Linhas para Conciliar liberdade de iniciativa e solidariedade

(Pensar a economia solidária com independência em face do mercado e do Estado).

 

Uma das fraquezas da economia social e solidária consiste em não ter pensado seus modelos alternativos mais além dos termos locais sem jamais conseguir reencontrar o nível da totalidade social.

Terá sido para responder à emergência de imensos problemas sociais engendrados pelo desenvolvimento da economia capitalista que os coletivos de operários conceberam e puseram em obra os modos de organização originais tais como os movimentos mutualistas, as caixas de assistência ou auxílio mútuo e as cooperativas. Terá sido igualmente essa questão social que mais tarde forneceu a impulsão principal ao desenvolvimento da sociologia. A primeira grande obra de Durkheim intitula-se De la Division du Travail Social, elabora sobre as formas de solidariedade social e distingue solidariedade orgânica e solidariedade mecânica.

A “economia social” ou as variantes que não são sinônimos, mas que lhe são aparentadas como “economia solidária”, “economia não mercantil”, etc., apresentam historicamente uma forma de atividade econômica que contrasta com o funcionamento da economia dominante.

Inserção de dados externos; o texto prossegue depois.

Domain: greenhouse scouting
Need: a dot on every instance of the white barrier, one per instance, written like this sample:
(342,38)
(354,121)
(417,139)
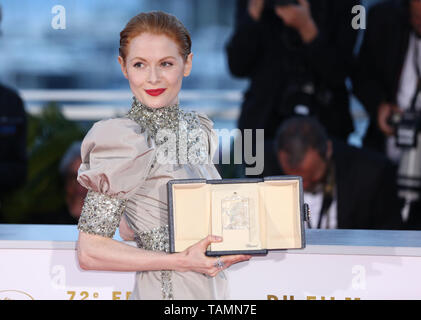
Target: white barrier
(39,262)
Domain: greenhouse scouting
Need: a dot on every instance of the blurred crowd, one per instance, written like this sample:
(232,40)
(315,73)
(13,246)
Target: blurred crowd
(304,60)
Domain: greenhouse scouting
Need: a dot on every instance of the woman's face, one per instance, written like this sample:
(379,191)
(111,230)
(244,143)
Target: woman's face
(155,69)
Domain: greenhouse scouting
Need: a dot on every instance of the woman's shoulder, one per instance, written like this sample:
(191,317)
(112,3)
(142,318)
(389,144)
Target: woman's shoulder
(115,125)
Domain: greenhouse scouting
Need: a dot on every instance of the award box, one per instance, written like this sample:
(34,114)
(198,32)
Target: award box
(251,215)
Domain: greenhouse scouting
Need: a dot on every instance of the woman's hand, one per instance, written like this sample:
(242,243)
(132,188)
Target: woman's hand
(194,258)
(255,8)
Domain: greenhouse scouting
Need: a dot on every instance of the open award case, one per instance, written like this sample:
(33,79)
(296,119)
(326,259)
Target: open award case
(251,215)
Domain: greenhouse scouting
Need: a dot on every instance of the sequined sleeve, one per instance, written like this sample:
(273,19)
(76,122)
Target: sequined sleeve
(116,158)
(101,214)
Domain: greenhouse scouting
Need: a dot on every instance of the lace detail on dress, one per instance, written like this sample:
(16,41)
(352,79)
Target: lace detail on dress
(158,240)
(179,135)
(101,214)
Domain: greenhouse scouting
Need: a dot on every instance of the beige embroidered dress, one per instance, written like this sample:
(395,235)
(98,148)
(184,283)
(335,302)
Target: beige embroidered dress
(123,169)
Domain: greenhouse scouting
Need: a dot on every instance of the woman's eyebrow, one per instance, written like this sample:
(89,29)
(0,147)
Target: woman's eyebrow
(143,59)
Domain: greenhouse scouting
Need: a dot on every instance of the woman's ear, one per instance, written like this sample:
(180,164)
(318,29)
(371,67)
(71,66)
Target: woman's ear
(123,66)
(188,65)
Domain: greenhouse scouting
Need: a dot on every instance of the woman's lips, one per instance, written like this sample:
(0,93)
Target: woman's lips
(155,92)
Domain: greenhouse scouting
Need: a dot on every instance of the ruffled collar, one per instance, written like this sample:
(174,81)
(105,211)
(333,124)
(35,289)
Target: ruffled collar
(188,142)
(155,119)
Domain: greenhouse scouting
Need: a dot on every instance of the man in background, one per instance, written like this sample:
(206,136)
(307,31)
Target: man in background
(345,187)
(297,57)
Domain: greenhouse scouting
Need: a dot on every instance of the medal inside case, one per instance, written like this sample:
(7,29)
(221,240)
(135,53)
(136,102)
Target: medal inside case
(251,215)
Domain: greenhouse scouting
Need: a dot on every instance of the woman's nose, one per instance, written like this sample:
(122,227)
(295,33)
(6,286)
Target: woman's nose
(153,75)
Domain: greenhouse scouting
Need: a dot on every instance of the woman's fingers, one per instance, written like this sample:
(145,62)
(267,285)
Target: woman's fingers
(224,262)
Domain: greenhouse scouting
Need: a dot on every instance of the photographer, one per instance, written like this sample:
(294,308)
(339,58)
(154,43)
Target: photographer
(297,57)
(387,81)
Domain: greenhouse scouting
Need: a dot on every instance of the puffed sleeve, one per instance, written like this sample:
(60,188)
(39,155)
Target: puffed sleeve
(116,157)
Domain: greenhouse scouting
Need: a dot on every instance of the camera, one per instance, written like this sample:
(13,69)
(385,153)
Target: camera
(407,126)
(408,138)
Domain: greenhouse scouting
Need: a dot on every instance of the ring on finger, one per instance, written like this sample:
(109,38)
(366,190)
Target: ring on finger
(219,264)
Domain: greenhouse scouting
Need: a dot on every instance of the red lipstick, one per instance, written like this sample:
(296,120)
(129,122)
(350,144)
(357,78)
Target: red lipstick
(155,92)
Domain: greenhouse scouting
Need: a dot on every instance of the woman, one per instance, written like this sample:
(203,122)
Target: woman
(126,167)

Por contraste em face da economia capitalista de mercado, a economia social e solidária não visa segregar o lucro, mas, antes disso, visa produzir os bens e os serviços que têm um valor de uso inseparável de um valor ético. Desta forma, ela revira a relação entre valor de uso e valor de troca que caracterizam a economia dominante.

A economia social, a economia solidária, não mercadorizada… apresentam as formas da economia alternativa que não seguiram tampouco a via do socialismo marxista administrada pelo poder centralizado de um Estado. Provavelmente sofreram restrições em sua audiência e influência devido à bipolarização entre o liberalismo econômico e político, por um lado, e a economia administrada pelo Estado, por outro lado.

Certamente nisso consiste seu mérito: pensar uma atividade organizada ao nível da sociedade civil pela livre cooperação dos indivíduos, sem nada ceder ao plano dos direitos do homem e do indivíduo.

Por contra, uma das fraquezas da economia social e solidária consiste em não ter pensado seus modelos alternativos mais além dos termos locais sem jamais conseguir reencontrar o nível da totalidade social.

Uma vez que seu rival centralizador ou estatista veio abaixo com o muro de Berlim, e se quiserem escapar aos desgastes sociais que a economia capitalista de mercado continua como jamais a produzir, será pelo lado daquelas concepções e experiências de economia solidária que se devem orientar para ali encontrar os germes de uma economia alternativa.

Trilhando este caminho, se terá mais chance para conciliar as liberdades de iniciativa em qualquer campo e os direitos sociais, que devem ser pensados não mais como reivindicações em relação ao Estado, mas como uma exigência de solidariedade oposta a todos.

Logo, será preciso aliar a liberdade dos indivíduos em estabelecerem vínculos entre si, segundo suas afinidades eletivas e seus interesses ou projetos comuns, que caracterizam “a sociedade dos indivíduos” desejada na tradição liberal, por um lado, e, por outro lado, a obrigação coletiva de integração dos membros da comunidade nas condições de dignidade e de igualdade.

Solidariedade e responsabilidade são os valores chaves de uma organização da sociedade por ela mesma (uma autogestão). Uma sociedade que resgatará finalmente uma parte da soberania que ela houve por abandonar à logica desprendida da economia capitalista, e à qual ela assim se alienou.

É igualmente em uma justa articulação desses valores que poderão se combinar a mobilização das energias reunidas em torno de projetos comuns, por um lado, e por outro lado, se poderiam levar em conta todos aqueles que, por qualquer razão, não se sentem envolvidos nesses projetos.  A economia social e solidária poderia oferecer tal organização que mistura a dimensão social e o elemento de comunidade, de tal sorte que a maioria não exerça sua tirania de grande número a respeito da minoria. Uma exigência conforme ao respeito dos direitos do homem e do indivíduo na sociedade.